Energy Efficiency and Low Carbon Construction

The aim for homes at a Smart Clachan is that they meet a level of energy efficiency that achieves the twin objectives of eliminating the risk of fuel poverty and addressing the Climate and Biodiversity Emergency. The construction or the retrofitting of homes should include sufficient insulation, draught-proofing and design measures to reach Passive House or EnerPHit standard.

In addition to optimising the amount of energy needed to run the buildings of a Smart Clachan, materials used in their construction or retrofitting will be from renewable sources, e.g. timber and other homegrown, plant-based materials such as straw and hemp. Reclaimed, non-toxic mineral materials from local sources, for example stone, sand, brick and gravel, will be used where appropriate. All of this will be measured against the RIBA’s Climate Challenge targets for embodied carbon and will aim to achieve the 2030 standard.

Renewables

Reducing energy demand in buildings has three long-term benefits for any project, but particularly for Smart Clachan.
The size of renewable energy equipment necessary for the project (e.g. solar PV) will be minimised, reducing capital cost, maintenance cost and replacement costs. Renewable energy technology tends to be made from energy-intensive and polluting materials and components, for example lithium and aluminium. Minimising the size of equipment minimises the amount of pollution generated. Rural areas are, by their nature, often some distance from centralised repair and maintenance hubs. Minimising the amount, and complexity, of renewable technology installed on buildings in rural areas helps minimise the requirement for call-outs, as well as any emissions from maintenance teams’ travel.

Smart Clachan Car Sharing

The lack of public transport in rural areas is often cited as the reason that rural households need to have a car. However, the cost of owning a car (or two) can be a significant drain on incomes and the cost to the climate of car use is increasingly evident. As we travel less and increasingly work in offices or workshops that are close to home, many people are questioning the need to own their own car and looking to car sharing arrangements. These are as viable in a rural setting as they are in urban locations and there are several excellent examples.

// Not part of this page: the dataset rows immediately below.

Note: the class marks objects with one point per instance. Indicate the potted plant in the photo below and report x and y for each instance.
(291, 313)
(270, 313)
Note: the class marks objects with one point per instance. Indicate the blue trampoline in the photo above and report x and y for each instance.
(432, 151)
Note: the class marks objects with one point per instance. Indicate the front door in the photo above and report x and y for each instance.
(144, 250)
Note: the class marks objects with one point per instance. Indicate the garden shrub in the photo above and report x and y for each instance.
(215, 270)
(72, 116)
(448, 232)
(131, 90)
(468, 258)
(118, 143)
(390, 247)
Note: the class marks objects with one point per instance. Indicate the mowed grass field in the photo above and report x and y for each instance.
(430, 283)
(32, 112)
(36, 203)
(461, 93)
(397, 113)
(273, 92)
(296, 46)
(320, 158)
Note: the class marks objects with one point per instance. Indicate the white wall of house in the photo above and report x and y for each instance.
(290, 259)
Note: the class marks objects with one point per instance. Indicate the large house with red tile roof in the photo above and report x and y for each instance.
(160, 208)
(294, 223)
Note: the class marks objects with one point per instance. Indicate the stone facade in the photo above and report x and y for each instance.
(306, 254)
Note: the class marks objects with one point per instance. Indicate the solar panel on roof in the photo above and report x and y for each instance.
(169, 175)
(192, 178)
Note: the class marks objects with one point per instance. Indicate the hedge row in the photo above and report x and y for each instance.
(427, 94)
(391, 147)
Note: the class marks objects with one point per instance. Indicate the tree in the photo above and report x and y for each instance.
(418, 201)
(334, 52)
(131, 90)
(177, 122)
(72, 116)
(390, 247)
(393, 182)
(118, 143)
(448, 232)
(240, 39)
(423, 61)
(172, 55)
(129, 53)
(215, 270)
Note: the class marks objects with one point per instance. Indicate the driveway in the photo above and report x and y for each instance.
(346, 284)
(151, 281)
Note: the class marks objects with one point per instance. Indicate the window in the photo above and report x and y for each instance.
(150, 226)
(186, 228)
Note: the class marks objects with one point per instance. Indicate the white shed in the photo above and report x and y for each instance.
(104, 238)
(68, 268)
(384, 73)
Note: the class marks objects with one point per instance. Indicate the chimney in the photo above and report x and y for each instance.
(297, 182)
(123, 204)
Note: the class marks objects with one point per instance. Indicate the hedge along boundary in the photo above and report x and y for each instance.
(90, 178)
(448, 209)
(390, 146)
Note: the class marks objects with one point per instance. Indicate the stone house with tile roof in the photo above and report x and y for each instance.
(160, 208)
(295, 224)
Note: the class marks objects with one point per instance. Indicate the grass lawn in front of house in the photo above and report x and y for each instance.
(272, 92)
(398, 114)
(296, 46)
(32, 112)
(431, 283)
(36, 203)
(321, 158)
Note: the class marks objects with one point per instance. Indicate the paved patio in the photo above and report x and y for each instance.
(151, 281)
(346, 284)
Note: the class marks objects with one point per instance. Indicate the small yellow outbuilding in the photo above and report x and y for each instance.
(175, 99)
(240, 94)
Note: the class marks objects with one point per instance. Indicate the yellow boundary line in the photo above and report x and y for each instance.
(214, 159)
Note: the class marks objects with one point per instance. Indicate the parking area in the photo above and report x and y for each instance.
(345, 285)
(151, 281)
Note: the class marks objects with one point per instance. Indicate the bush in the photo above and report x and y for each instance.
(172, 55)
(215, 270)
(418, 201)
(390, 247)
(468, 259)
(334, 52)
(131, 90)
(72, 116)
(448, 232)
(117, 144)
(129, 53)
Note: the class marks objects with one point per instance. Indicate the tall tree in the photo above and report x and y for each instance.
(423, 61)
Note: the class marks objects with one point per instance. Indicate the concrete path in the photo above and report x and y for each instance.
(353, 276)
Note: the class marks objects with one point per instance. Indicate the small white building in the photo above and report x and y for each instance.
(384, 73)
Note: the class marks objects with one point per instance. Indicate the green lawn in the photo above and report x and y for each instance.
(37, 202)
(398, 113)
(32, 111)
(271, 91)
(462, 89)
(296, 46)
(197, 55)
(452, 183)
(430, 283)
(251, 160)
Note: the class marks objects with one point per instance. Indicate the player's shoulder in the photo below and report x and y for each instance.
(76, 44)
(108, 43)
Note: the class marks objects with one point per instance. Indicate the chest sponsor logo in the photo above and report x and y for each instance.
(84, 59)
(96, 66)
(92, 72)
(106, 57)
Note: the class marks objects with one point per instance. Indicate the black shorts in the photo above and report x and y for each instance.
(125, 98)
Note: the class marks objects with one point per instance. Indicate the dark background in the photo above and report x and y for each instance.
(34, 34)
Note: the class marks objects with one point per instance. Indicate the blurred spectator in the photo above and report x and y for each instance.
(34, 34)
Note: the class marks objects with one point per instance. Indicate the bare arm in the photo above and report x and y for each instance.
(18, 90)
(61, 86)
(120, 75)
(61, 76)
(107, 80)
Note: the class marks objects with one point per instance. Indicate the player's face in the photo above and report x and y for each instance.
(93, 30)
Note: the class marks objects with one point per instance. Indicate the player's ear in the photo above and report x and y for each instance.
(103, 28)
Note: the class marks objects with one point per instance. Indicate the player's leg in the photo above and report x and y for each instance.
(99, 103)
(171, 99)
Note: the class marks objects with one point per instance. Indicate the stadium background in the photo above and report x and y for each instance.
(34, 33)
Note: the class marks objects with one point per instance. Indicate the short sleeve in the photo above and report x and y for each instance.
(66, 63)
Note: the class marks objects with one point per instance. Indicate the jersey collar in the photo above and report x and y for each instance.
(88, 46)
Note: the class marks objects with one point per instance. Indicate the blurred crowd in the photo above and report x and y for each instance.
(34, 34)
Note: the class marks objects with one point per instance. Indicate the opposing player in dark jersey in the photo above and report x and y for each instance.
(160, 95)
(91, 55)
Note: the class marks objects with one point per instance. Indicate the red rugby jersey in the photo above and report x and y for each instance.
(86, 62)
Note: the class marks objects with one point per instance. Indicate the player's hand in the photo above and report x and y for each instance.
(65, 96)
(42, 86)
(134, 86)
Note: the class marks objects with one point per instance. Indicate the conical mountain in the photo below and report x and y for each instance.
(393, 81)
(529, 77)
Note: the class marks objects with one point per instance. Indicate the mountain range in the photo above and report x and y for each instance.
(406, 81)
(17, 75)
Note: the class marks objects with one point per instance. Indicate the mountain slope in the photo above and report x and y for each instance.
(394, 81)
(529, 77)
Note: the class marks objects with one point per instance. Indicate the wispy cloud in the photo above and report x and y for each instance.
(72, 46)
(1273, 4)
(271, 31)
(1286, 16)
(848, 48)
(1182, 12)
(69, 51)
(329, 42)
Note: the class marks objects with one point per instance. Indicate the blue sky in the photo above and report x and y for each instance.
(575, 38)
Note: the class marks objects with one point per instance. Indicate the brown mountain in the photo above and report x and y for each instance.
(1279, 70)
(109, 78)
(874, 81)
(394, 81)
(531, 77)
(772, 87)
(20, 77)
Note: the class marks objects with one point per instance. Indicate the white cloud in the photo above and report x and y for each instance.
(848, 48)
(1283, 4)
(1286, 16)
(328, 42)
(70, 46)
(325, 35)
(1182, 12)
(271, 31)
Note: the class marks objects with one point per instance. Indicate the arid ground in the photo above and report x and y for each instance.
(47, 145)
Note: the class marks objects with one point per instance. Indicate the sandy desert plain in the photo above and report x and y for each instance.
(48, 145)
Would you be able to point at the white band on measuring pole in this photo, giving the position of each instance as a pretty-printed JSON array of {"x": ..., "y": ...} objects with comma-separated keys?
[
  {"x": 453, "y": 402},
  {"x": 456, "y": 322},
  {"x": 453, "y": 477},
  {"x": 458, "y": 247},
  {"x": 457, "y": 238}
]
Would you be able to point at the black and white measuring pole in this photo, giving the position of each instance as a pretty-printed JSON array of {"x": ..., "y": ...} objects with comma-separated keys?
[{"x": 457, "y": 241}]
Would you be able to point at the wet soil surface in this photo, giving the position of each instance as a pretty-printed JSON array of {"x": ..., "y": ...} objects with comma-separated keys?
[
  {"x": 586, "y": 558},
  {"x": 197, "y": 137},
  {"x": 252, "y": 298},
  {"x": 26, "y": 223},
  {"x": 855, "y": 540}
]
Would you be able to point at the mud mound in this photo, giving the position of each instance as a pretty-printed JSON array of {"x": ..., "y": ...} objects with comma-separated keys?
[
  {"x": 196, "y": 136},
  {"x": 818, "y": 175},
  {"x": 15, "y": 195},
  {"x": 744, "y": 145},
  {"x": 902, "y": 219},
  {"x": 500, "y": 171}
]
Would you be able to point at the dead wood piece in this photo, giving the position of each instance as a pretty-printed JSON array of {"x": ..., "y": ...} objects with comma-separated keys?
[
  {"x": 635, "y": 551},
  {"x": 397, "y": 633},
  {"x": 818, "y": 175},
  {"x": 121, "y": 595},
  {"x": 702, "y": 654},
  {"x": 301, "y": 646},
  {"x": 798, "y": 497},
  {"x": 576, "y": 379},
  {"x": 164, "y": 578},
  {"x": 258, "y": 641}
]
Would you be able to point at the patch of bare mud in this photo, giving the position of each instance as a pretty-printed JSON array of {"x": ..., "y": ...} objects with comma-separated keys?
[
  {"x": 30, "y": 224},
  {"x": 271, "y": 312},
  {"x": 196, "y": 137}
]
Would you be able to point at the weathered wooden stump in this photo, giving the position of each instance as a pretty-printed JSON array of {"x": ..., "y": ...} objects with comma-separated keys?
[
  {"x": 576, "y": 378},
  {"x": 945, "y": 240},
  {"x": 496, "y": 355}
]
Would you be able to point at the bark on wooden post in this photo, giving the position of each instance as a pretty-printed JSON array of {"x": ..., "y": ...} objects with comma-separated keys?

Car sharing initiatives, which allow you to rent a car without owning one, are becoming increasingly popular and viable. They often utilise electric cars and mobile technology to ease access and booking arrangements. Such schemes are increasingly popular with cohousing or cooperative housing arrangements with the housing cooperative owning vehicles which are leased by the day or by the hour to residents.

Car sharing is also a potent argument to counter concerns planners may have to establishing Smart Clachan in rural locations. In some parts of Scotland, housing in the countryside is seen as inherently unsustainable since households have traditionally required petrol vehicles to commute and access services. However the post-COVID environment with distributed workplaces or home working, combined with limited car use and zero emissions vehicles, potentially charging from in situ renewables, could change rural sustainability. Alongside facilitating car sharing, a Smart Clachan could develop EV Infrastructure to enable nearby vehicle charging.

Shared Croft

More and more people are seeking to grow their own food, motivated by a wish to eat seasonal, locally produced food, and to reduce their carbon footprint and food miles. The COVID pandemic has also exacerbated concerns regarding food security, and with more people working at home, more people are spending time in their gardens.

Some local authorities have produced strategies and guides to Community Food Growing Space, flowing from the Community Empowerment Act which gives local people the right to request to lease an allotment from the council.

Not everyone has sufficient space, knowledge or equipment to grow their own food, but as part of their cooperative and sustainable ethos, Smart Clachan can build this in from the start by establishing communal growing space, allotments, a large polytunnel, shed and tool library. There are a number of excellent examples of community gardens and allotments established in recent years and there are a range of organisations which can provide support to help realise this aspect of the Clachan.